What are the challenges faced by these groups?

Persons with Disability and Elderly

Persons with disability and the elderly must be enabled to access water and sanitation services with dignity. The challenges and concerns are numerous, from struggling with the toilet pan and unfriendly design to the stress that poorly planned services cause them and their caregivers.

Indian woman with a toilet that is difficult for her to use.
Indian women with a disability due to an accident

Purnabashi finds it difficult to sit on an Indian toilet. 

“I have fixed two bamboo sticks besides the pan to hold it for support. Only then can I use the toilet.’


Similar is the case with Pramodini, who met with an accident, causing her disability.

“I started using the toilet by raising the height by placing 4 to 5 bricks so that I can sit and stand with the help of this.  I feel it is not safe.”

When it comes to ensuring access for persons with disability and elderly, one size does not fit all, a principle that is particularly important for these marginalised groups.

Why?  Because every kind of disability and every elderly person faces different challenges and have different needs; all programmes and services must be aware of and consider the varied services, facilities, aids and support they need to ensure safe and comfortable access to these services.


Transgender Persons 

While transgender identity is a right affirmed and upheld by the Supreme Court in its NALSA judgement, transgender persons continue to be excluded from basic services.

Why? The exclusion by formal systems from family to school/college to healthcare to sanitation facilities is there for everyone to see. It is clear that wherever a transgender goes one basic facility they are denied is toilet, among many others. Such exclusion needs to be set right by the institutions governing these facilities.
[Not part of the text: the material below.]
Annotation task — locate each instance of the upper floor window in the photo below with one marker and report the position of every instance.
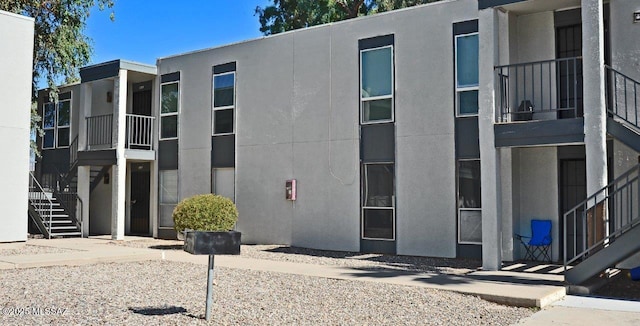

Transgender women addresses workshop in India

"There are no toilets for transgenders in public places, in hospitals, police stations, courts, even government departments”
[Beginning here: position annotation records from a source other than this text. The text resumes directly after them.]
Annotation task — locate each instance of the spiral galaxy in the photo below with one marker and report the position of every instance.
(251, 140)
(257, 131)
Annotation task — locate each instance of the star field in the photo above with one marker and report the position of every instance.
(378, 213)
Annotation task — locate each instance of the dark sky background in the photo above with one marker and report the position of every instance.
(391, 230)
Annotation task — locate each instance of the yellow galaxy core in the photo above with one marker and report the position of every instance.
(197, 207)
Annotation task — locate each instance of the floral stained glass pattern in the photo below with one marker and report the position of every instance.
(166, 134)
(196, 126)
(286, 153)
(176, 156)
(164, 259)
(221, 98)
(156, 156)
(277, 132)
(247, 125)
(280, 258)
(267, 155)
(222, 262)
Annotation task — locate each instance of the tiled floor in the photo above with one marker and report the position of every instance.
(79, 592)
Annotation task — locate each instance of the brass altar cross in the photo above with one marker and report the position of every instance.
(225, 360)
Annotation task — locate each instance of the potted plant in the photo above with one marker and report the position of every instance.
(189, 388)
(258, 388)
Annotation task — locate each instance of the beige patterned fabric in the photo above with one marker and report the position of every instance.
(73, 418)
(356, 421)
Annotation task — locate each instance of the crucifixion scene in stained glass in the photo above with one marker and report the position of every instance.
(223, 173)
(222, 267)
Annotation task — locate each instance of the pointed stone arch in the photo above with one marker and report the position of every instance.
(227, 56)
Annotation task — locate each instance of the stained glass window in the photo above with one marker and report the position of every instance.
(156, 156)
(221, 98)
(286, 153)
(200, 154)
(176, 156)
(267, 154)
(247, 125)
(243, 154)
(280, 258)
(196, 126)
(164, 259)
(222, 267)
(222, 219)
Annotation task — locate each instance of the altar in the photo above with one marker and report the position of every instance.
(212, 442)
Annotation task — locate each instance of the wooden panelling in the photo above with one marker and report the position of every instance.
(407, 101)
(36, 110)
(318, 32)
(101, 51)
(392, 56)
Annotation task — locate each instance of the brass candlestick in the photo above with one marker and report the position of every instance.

 Meera Parida-Treasurer, Co-founder, Sakha


For adolescents, particularly girls, poor sanitation services cause multiple indignities. It is important to recognise the development priorities and needs of adolescent girls. 
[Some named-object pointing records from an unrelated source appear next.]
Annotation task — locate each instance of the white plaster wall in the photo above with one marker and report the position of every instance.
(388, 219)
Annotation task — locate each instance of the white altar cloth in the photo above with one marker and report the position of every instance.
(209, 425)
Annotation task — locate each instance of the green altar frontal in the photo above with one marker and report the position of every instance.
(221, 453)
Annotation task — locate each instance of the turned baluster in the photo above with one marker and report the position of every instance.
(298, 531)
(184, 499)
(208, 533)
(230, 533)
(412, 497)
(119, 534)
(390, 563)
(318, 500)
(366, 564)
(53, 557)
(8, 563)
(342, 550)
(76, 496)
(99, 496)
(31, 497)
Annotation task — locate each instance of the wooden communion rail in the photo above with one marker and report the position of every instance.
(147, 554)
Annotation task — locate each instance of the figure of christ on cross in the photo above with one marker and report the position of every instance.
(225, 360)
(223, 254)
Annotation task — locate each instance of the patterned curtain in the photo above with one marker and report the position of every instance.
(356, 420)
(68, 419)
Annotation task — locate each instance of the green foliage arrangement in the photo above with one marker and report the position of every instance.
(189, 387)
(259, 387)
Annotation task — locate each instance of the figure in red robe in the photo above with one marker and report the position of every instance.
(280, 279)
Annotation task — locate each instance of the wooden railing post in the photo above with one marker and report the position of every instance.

Why?  Faced with the challenges of becoming healthy, productive and purposeful adults they must be supported in their development; the latter includes right to survive, healthcare, life-skills, protection from early marriage and educational attainment to name just a few. 

School children facing teacher in a classroom

 “In our community toilet we don’t have enough water which makes it difficult especially during the days when you have periods.”


“The community toilet does not ensure privacy and safety so we always go with friends and they stay with us till we finish using it.”

By working together with all partners and listening to the needs of those we are trying to support through this project, participant partner organisations and institutions committed to achieving equitable, inclusive and gender sensitive access to WaSH services. 

The Knowledge Camp resulted in a Charter stating the Principles Affirmed and Practices to be Recognised that were launched during World Toilet Day celebrations and will inform the activities undetaken as par tof Water for Women.